II, mathematical and physical description of the world;

III - VI, geography and ethnography;

VII, anthropology and human physiology;

VIII - XI, zoology;

XII - XXVII, botany, including agriculture, horticulture and pharmacology;

XXVIII - XXXII, medical zoology;

XXXIII - XXXVII, mineralogy, especially in its application to life and art, including chasing in silver (xxxiii.154-751), statuary in bronze (xxxiv), painting (xxxv.15-941), modelling (151-851), and sculpture in marble (xxxvi).

He apparently published the first ten books himself in AD 77, and was engaged on revising and enlarging the rest during the two remaining years of his life. The work was probably published with little, if any, revision by the author's nephew, who, when telling the story of a tame dolphin, and describing the floating islands of the Vadimonian Lake, thirty years later (viii. 20, ix. 33), has apparently forgotten that both are to be found in his uncle's work (ii. 209, ix. 26). He describes the Naturalis historia, as a Naturae historia, and characterizes it as a "work that is learned and full of matter, and as varied as nature herself."

The absence of the author's final revision may partly account for many repetitions, and for some contradictions, for mistakes in passages borrowed from Greek authors, and for the insertion of marginal additions at wrong places in the text.

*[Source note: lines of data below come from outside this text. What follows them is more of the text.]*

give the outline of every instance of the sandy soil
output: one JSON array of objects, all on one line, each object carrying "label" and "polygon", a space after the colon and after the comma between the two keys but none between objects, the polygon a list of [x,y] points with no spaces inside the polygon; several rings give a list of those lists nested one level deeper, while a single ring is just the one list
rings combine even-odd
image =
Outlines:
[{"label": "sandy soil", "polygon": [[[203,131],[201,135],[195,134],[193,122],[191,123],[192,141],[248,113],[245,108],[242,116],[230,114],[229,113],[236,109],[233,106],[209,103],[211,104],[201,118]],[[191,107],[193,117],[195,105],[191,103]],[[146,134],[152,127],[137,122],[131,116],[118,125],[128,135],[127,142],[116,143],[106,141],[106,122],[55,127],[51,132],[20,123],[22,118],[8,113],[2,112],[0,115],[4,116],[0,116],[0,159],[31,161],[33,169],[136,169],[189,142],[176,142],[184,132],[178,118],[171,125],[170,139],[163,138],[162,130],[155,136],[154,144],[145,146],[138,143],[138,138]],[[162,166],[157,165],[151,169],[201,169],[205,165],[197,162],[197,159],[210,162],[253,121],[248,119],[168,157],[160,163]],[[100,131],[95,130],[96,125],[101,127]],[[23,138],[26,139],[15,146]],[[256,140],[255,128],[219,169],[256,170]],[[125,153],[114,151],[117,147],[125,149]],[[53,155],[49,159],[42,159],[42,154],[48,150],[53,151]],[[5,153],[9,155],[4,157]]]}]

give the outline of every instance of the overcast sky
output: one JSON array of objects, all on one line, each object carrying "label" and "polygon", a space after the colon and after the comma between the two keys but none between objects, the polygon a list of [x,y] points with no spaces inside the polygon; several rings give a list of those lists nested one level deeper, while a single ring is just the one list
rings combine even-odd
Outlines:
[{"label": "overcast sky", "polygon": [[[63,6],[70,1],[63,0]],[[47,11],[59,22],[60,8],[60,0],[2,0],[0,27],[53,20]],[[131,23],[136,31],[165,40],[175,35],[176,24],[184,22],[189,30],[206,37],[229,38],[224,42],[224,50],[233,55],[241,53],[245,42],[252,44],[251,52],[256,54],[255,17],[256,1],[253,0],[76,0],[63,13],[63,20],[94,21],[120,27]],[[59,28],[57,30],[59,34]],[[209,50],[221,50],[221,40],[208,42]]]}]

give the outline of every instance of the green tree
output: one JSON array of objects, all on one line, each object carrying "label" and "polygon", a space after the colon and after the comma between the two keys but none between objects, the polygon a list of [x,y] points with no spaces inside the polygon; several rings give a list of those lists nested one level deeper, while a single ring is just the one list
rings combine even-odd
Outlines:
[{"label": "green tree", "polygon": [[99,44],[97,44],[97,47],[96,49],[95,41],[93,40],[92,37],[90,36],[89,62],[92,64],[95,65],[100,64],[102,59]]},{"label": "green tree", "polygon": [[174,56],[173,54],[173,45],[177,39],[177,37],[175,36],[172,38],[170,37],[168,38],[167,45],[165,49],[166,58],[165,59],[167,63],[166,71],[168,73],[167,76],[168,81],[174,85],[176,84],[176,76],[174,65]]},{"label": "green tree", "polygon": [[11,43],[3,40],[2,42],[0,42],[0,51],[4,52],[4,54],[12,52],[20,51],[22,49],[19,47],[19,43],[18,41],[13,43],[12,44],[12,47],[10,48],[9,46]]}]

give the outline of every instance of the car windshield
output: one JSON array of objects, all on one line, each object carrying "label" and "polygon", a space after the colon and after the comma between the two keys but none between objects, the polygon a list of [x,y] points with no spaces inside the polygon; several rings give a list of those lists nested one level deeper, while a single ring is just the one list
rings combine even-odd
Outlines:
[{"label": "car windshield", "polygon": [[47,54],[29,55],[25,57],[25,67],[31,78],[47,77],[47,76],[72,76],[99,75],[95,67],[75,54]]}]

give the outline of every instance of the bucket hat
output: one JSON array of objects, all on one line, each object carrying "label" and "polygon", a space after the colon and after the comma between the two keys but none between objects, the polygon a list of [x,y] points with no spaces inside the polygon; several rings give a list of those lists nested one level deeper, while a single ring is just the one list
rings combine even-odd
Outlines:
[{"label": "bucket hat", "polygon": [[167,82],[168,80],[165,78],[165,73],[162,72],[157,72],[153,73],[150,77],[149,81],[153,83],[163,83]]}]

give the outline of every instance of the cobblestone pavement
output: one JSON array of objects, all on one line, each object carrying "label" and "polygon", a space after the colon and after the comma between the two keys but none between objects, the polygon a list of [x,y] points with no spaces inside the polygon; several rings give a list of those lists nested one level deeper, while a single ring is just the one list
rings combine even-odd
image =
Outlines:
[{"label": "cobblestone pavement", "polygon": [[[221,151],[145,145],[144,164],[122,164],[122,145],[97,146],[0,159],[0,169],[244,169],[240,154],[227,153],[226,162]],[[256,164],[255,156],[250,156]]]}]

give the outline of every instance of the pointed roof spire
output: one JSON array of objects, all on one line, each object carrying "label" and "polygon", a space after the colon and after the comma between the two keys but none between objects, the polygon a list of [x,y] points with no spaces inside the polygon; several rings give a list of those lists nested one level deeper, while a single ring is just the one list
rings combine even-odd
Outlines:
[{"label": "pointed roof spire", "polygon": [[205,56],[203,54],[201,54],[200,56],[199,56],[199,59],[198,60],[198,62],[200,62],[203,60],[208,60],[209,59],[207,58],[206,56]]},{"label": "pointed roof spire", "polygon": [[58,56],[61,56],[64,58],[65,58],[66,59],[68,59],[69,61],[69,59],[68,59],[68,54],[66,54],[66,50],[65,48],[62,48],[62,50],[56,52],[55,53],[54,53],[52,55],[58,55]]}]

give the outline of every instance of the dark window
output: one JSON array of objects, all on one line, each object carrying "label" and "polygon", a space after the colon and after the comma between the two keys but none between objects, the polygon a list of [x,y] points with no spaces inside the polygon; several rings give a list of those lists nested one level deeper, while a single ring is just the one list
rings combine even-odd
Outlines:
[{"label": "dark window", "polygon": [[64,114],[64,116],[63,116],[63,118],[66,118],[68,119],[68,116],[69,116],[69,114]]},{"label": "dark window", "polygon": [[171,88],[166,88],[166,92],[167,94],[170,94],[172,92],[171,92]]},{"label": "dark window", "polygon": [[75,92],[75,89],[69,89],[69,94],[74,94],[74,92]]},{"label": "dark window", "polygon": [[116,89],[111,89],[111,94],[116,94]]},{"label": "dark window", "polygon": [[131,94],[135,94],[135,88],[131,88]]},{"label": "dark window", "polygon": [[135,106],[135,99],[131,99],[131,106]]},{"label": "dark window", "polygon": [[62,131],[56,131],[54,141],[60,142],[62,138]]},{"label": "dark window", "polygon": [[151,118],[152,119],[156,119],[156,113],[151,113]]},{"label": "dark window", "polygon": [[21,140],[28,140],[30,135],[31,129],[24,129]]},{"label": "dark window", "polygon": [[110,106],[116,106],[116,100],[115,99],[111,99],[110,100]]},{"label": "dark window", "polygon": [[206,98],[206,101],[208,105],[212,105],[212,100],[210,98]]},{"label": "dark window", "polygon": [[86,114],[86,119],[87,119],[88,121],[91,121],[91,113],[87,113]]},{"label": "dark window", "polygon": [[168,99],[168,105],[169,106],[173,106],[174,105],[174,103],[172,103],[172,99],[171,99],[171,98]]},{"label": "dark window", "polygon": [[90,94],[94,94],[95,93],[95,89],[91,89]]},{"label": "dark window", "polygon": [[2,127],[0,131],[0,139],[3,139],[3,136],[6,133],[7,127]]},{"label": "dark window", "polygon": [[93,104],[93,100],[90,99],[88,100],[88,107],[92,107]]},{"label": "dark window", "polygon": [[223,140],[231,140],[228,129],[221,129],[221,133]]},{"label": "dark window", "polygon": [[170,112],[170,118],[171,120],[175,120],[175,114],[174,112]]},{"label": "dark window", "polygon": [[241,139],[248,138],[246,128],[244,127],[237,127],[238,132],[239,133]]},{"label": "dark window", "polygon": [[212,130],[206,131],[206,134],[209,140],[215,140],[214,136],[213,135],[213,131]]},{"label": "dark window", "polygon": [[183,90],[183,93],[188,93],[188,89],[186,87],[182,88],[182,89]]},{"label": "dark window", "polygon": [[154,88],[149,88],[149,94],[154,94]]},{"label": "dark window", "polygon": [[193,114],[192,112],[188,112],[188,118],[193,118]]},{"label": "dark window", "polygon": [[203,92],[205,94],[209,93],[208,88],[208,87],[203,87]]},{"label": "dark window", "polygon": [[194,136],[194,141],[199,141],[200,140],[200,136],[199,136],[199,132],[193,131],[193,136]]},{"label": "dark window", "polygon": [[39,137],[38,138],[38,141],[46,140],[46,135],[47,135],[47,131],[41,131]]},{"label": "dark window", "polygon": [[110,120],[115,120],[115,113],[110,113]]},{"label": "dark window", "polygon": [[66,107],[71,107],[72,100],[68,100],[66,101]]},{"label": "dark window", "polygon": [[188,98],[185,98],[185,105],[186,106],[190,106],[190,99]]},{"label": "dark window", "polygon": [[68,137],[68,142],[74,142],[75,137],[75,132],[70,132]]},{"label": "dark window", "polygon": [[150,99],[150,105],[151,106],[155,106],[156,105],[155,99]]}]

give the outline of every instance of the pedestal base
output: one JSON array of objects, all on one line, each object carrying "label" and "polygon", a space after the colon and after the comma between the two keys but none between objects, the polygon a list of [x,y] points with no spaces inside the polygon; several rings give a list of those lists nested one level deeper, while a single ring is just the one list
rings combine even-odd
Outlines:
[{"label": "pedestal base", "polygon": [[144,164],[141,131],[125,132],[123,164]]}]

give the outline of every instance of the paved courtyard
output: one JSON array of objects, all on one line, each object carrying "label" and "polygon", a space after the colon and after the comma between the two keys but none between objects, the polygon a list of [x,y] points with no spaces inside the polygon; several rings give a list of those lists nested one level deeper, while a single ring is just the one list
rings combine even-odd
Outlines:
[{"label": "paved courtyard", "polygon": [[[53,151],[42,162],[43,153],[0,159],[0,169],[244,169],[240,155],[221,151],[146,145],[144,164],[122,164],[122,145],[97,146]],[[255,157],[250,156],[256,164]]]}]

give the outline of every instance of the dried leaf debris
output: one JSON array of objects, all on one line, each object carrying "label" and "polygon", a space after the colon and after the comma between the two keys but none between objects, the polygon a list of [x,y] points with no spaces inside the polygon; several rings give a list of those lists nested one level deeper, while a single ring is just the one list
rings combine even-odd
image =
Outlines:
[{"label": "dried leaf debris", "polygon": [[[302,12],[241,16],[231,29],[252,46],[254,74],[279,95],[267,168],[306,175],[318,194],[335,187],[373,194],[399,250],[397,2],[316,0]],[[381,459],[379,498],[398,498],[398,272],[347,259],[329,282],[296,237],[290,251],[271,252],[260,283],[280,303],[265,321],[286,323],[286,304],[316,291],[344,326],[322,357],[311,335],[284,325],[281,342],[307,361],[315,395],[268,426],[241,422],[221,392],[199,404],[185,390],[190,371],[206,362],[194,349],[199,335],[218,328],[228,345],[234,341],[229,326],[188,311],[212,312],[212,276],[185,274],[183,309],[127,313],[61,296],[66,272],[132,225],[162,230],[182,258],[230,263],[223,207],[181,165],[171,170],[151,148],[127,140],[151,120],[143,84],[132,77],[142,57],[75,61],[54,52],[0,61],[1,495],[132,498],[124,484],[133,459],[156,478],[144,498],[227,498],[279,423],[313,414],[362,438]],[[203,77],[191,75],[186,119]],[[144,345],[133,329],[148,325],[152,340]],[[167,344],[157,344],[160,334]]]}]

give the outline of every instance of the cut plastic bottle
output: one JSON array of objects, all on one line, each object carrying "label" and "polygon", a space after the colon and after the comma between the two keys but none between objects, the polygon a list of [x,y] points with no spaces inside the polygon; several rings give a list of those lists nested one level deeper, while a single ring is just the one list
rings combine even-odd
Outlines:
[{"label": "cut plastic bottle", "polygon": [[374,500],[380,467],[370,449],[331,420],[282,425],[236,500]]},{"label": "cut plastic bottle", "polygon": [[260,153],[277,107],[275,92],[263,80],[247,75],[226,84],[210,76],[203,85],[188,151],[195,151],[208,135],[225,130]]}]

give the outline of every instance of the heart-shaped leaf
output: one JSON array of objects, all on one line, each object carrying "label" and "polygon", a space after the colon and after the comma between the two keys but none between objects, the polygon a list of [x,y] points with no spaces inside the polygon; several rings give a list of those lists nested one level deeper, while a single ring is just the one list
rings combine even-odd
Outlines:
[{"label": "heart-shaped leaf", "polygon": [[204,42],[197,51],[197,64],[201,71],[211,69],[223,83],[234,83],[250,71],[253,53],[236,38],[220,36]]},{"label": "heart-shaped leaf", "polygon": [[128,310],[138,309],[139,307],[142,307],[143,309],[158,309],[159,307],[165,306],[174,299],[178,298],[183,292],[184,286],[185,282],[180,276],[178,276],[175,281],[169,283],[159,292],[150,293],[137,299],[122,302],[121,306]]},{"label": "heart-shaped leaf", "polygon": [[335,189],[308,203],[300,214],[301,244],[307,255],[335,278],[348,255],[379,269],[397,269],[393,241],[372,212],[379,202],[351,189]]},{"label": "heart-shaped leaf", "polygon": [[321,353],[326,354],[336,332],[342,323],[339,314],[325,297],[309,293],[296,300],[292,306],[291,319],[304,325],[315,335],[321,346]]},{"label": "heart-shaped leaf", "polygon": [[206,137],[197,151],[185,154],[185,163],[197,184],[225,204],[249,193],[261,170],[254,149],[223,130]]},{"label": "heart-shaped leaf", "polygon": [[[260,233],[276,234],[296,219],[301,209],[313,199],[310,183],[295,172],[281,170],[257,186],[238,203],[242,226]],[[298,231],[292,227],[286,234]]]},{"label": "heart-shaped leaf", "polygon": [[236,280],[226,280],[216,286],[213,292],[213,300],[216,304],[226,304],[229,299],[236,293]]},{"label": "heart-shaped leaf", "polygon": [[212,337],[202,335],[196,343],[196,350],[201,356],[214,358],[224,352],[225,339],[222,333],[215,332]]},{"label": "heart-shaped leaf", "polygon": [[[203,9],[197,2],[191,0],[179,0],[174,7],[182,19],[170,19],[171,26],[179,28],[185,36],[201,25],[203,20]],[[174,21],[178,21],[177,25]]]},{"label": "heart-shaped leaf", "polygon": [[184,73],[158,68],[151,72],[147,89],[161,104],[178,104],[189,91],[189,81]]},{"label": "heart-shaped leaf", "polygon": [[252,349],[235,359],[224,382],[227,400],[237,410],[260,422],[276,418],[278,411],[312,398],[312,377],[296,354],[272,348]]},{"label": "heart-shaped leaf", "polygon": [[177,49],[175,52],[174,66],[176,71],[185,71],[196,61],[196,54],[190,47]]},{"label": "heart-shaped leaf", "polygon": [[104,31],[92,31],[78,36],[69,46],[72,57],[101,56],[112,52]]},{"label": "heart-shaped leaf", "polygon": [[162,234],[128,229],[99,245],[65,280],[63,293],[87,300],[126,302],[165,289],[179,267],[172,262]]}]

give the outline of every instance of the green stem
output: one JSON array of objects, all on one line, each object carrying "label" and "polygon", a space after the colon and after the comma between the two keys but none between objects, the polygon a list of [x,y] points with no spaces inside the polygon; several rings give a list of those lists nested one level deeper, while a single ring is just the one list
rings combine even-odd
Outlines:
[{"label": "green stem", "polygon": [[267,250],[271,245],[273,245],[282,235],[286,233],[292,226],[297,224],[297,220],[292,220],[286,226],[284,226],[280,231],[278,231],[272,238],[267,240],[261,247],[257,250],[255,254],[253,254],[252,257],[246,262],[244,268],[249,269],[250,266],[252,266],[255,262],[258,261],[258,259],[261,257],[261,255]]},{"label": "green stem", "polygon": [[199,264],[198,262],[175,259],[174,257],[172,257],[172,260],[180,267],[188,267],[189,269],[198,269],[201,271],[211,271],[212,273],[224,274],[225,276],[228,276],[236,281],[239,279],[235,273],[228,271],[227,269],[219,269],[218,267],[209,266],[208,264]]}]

In the preface the author claims to have stated 20,000 facts gathered from some 2,000 books and from 100 select authors. The extant lists of his authorities amount to many more than 400, including 146 of Roman and 327 of Greek and other sources of information. The lists, as a general rule, follow the order of the subject matter of each book. This has been clearly shown in Heinrich Brunn's Disputatio (Bonn, 1856).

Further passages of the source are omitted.